Specifically, referring to fig. 3, the vehicle camera orientation angle calibration system according to the embodiment of the present invention includes: the system comprises a server 31 and a vehicle-mounted terminal 32 integrated on a target vehicle, wherein a control module 321, at least two vehicle-mounted cameras 322 and a processor 323 are integrated in the vehicle-mounted terminal 32, and a judging module 311 and a calibration module 312 are integrated in the server 31;

At least two vehicle-mounted cameras 322 respectively used for acquiring driving images of the target vehicle to obtain at least two driving images;

the processor 323 is configured to receive at least two driving images, and splice the at least two driving images based on the current corresponding orientation angles of the at least two vehicle-mounted cameras, so as to generate a target driving image, where the target driving image includes a panoramic driving image;

The judging module 311 is configured to receive the panoramic driving image transmitted by the vehicle-mounted terminal, and calculate a first area of an overlapping region in the panoramic driving image and/or a second area of a black region in the panoramic driving image respectively;

The judging module 311 is further configured to judge whether the overlapping area meets the requirement of the overlapping area based on the first area, and/or judge whether the black area meets the requirement of the black area based on the second area, so as to obtain a judging result, where the area of the overlapping area requiring the overlapping area is smaller than or equal to a first preset area, and/or the area of the black area requiring the black area is smaller than or equal to a second preset area, and send the judging result to the calibration module;

the calibration module 312 is configured to generate a calibration instruction for calibrating the orientation angle of the target camera and transmit the calibration instruction to the control module 321 when determining that the target camera whose orientation angle is to be calibrated exists in the at least two vehicle-mounted cameras 322 according to the determination result;

the control module 321 is configured to calibrate an orientation angle of the target camera according to the received calibration instruction.
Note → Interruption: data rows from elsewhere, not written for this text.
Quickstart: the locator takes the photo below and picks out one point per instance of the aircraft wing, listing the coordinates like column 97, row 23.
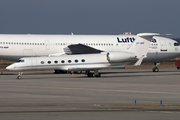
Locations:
column 96, row 68
column 80, row 49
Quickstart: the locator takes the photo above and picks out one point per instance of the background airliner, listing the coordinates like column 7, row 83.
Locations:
column 17, row 46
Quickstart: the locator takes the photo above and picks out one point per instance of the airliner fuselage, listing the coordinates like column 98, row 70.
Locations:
column 17, row 46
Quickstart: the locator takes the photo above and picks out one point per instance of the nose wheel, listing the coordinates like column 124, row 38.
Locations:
column 156, row 69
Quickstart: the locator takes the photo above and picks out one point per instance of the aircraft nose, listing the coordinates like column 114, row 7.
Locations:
column 10, row 67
The panoramic driving image can be understood as a driving image of 360 degrees around the target vehicle in the driving process of the target vehicle; the overlapping area can be understood as an area where images overlap in the panoramic running image obtained by stitching based on the running image; the black area can be understood as an area without image information in the panoramic driving image obtained based on the driving image stitching; the overlapping region requirement may be understood as a requirement that the overlapping region needs to meet, for example, a region area of the overlapping region is smaller than or equal to a first preset area, etc.; the black area requirement is understood to be a requirement that the black area needs to meet, e.g. the area of the black area is smaller than or equal to a second preset area, etc.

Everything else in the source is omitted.